I never wanted to be the mother who rushed her children from one activity to the next, cramming their little lives with an overwhelmingly big schedule. Yet somehow, with four children on different schedules, I feel like that mother. And I was reminded of it when my youngest son said to me “When does it end?” Thinking he was talking about the end of the school year I replied, “What? School?”. “No… everything….” he said. By everything, I’m pretty sure he meant swimming, gymnastics, athletics, golf, guitar, dancing and lacrosse. See? I am that mother.
Author Jane Godwin and illustrator Anna Walker make a successful team. We have reviewed two of their books previously – the delightful All Through the Year and the sweet story of Little Cat and the Big Red Bus. Their latest release, Today We Have No Plans, is highly relevant for many families. It follows an ordinary week in the lives of a little girl and boy beginning with the rush of Monday morning to swimming on Tuesday, after-school care on Wednesday, music on Thursday, shopping on Friday and sports on Saturday.
“But then… Sometimes when Sunday comes around
Clocks seem to slow their hands
And Mum and Dad don’t rush about
They say, ‘We are not going out,
Today we have no plans.'”
And so follows a lovely description of pyjama days, building cubbies, baking cakes, playing in the backyard, doing craft and basically taking the time to slow down.

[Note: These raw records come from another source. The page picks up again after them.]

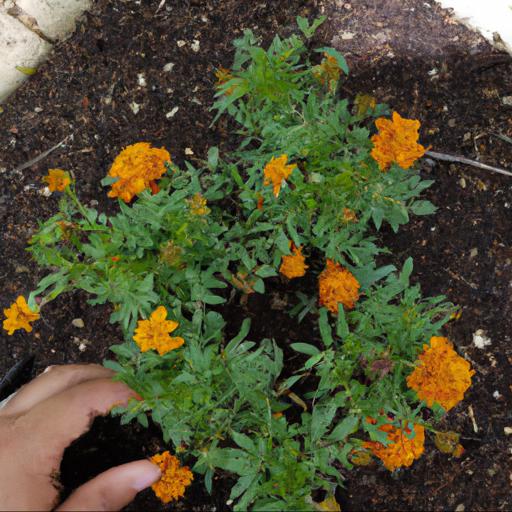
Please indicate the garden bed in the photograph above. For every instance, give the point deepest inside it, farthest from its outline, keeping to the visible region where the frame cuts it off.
(88, 92)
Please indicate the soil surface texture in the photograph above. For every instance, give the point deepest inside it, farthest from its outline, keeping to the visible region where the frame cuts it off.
(134, 71)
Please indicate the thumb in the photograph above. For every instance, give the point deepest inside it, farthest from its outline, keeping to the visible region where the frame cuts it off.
(113, 489)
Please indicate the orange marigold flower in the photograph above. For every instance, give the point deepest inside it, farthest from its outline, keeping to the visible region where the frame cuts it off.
(223, 76)
(19, 316)
(174, 480)
(197, 205)
(154, 333)
(401, 449)
(293, 265)
(397, 141)
(441, 375)
(276, 171)
(136, 167)
(57, 180)
(328, 72)
(349, 215)
(337, 285)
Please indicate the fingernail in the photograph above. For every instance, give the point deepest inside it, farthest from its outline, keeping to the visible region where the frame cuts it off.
(147, 476)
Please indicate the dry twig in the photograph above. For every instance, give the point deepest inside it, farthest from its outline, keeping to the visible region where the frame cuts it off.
(40, 157)
(460, 159)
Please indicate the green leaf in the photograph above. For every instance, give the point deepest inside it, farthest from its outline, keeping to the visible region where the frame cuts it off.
(244, 442)
(213, 299)
(305, 348)
(348, 426)
(213, 158)
(342, 63)
(325, 327)
(342, 329)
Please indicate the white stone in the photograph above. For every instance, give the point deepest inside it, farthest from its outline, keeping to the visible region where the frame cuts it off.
(492, 18)
(55, 18)
(135, 107)
(78, 322)
(172, 113)
(141, 80)
(480, 339)
(19, 46)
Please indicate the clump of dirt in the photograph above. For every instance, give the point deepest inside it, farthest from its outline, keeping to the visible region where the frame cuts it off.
(132, 73)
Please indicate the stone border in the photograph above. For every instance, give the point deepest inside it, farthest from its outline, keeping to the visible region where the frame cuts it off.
(28, 31)
(492, 18)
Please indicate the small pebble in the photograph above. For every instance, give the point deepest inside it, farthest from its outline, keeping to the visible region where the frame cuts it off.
(78, 322)
(141, 80)
(480, 339)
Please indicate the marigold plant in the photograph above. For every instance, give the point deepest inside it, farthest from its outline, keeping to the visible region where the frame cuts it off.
(328, 71)
(198, 204)
(223, 76)
(293, 265)
(337, 285)
(19, 316)
(401, 449)
(174, 480)
(396, 142)
(276, 171)
(441, 375)
(137, 167)
(57, 180)
(154, 333)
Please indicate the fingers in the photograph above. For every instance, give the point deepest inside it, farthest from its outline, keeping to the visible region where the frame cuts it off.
(52, 381)
(113, 489)
(62, 418)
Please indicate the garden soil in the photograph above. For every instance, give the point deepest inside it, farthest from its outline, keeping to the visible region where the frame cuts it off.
(106, 87)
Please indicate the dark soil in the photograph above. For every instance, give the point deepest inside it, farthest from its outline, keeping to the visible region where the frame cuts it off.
(87, 91)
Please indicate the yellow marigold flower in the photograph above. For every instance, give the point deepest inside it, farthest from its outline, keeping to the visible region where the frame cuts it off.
(441, 375)
(337, 285)
(154, 333)
(137, 166)
(57, 180)
(19, 316)
(276, 171)
(293, 265)
(175, 478)
(243, 282)
(197, 204)
(401, 449)
(329, 505)
(397, 141)
(223, 76)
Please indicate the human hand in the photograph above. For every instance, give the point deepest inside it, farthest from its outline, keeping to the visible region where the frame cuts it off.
(41, 420)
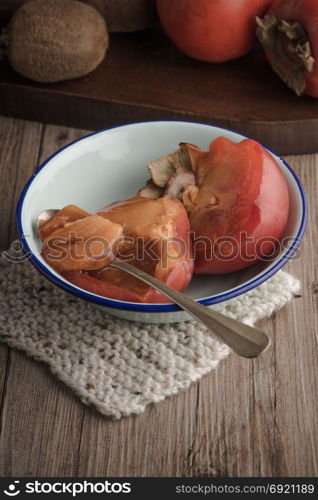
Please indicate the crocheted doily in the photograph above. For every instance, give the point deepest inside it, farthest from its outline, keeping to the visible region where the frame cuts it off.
(118, 366)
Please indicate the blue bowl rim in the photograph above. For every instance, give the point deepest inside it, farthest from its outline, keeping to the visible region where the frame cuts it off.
(158, 308)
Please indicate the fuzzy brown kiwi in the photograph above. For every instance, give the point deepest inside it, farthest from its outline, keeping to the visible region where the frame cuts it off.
(54, 40)
(126, 15)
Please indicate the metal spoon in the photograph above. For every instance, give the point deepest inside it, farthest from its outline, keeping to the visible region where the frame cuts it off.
(243, 339)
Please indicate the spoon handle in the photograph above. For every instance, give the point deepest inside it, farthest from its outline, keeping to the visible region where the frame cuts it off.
(245, 340)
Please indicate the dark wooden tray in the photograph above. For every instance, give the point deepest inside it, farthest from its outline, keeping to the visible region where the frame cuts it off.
(145, 78)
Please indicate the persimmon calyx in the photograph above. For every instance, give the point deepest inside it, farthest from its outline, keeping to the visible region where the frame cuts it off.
(288, 48)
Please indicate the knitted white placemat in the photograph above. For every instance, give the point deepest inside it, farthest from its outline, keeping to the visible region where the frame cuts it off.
(118, 366)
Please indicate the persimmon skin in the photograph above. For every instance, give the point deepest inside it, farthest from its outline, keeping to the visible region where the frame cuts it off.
(146, 219)
(211, 30)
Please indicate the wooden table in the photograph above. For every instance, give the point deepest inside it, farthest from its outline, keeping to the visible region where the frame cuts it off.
(247, 418)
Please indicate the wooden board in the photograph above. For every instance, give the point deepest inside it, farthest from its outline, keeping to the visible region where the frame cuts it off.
(144, 77)
(247, 418)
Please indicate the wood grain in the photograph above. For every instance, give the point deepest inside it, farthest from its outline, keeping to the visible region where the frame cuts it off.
(144, 77)
(247, 418)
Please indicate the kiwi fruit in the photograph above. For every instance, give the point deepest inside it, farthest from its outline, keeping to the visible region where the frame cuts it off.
(54, 40)
(126, 15)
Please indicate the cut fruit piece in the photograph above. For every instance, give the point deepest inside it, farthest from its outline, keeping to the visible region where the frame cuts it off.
(70, 213)
(156, 240)
(236, 198)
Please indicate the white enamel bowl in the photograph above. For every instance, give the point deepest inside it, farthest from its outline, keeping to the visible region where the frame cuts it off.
(111, 164)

I have mentioned my admiration of Walker’s heartfelt, gentle illustrations previously but I think this book is now my favourite – the illustration of the swimming pool from above is genius – for something that is essentially static, the picture conveys motion, fluidity and ‘business’.
It’s worth noting that both the text and the illustrations are realistic. The kids get tired and the parents get grumpy. For example, when the children attend after-school care because their mother works late, it begins well with a snack and a play on the monkey-bars. But then –
“At six I sit down on the floor
I miss my mum, I watch the door.”
Likewise, on Friday while grocery shopping, the mother has a scowl on her face and looks completely worn out. These are situations that everyone can relate to and the message of the book has broad relevance, no matter how many extra-curricular activities are on your schedule.